The ability to wander is the most useful thing you can learn. If you can find magic in wandering, you can never be bored.
Montreal, in particular, is an extraordinary city to wander. It’s famously compared to Paris without the jet lag. But, aside from the sounds of French and the smell of bread and cigarettes, this is not Paris at all. Sure, if you wander around Vieux-Montréal, focus on the old gray walls, peer into courtyards and boucheries, walk the cobblestones, and take in great breaths of pastry, you could almost believe you were across the ocean. Sure, if you just see the old men in knit caps bowling pétanque on the Square Saint-Louis, you could imagine wandering some middle-ring arrondissement. And sure, if you close your eyes in a station of the métro and listen to the sound of rubber tires, you could almost imagine yourself at Châtelet-Les Halles. But you’d have to squint and trick the mind not to spy the diner selling hot-dogs and patates-frites to your side, the very New World downtown rising above the old gray walls at your back, and the rusting grain elevators to your front. You’d have to miss the characteristic the weird Montreal duplexes with their open stairs snaking up to the second floor. You’d have to miss the Hasidim and viande fumée of Outremont, the Italians and maple syrup galettes of the Marché Jean-Talon, the poutine, the St-Hubert chicken swimming in veal gravy, the Molson brewery. You’d have to miss the 20 miles of underground tunnels, the bilingual beggars, and the very much still alive struggle of French and English that dominates the city but your guidebook cautions you against mentioning. Hell, the stop signs there say ARRET; in France, they say STOP.
You miss all those things and I don’t know what you’ve seen, but it isn’t Montreal. Montreal isn’t Paris without the jet lag. It’s Montreal.
I learned to just see, to really open the eyes, to let things and people and places speak for themselves without thrusting expectations upon them.
While in Montreal, I developed a strong taste for local bakery chain Première Moisson’s pointes aux pommes, basically an apple turnover. My last morning in Montreal, waiting for a train at the Gare Centrale, I eyed an Oeuf McMuffin but figured I couldn’t leave Montreal without one last pointe aux pommes from Première Moisson.
I studied French in high school, but, in an accident of history or sociology, the French I studied, like most Americans, was Metropolitan French, not Quebec French. This, even though the distance between our largest city and France is ten times that between there and Montreal. Quebec French sounds to ears taught Metropolitan French like a particularly American accent must sound to a Londoner. The working classes of Montreal traditionally speak a variety of Quebec French called joual, which, in its rawest, most authentic form, has a unique phonology and a vocabulary peppered with unrecognizable Anglicisms. (The name, joual, is taken taken from its speakers’ pronunciation of cheval.)
That morning, at the height of rush hour at the Gare Centrale, I waited in line at Première Poisson for one last pointe aux pommes.
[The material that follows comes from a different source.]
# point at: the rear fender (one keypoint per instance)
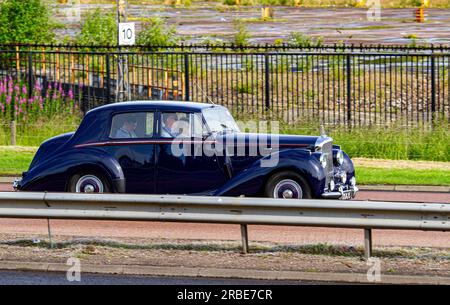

I stumbled through ordering in French, but the woman taking my order couldn’t understand my French and I couldn’t understand hers. She grew increasingly impatient, raising her voice louder and louder in joual as if by saying it louder and louder I might understand. The long, angry line of commuters behind me grew longer and angrier, and I grew more and more frazzled and frustrated. Eventually, I remembered the parable of the people-on-the-bus, the long, angry line of commuters faded away, the Gare Centrale grew quiet, a shot of Berlitz coursed through me, I suppose, and, through some combination of nouns and pointing, I eventually ended up with on a bench under a mural blue-and-white mural of the lyrics of O Canada, a coffee in one hand and a point aux pommes in the other.
I learned sometimes it’s worth angering an entire city for one last bite of pointe aux pommes.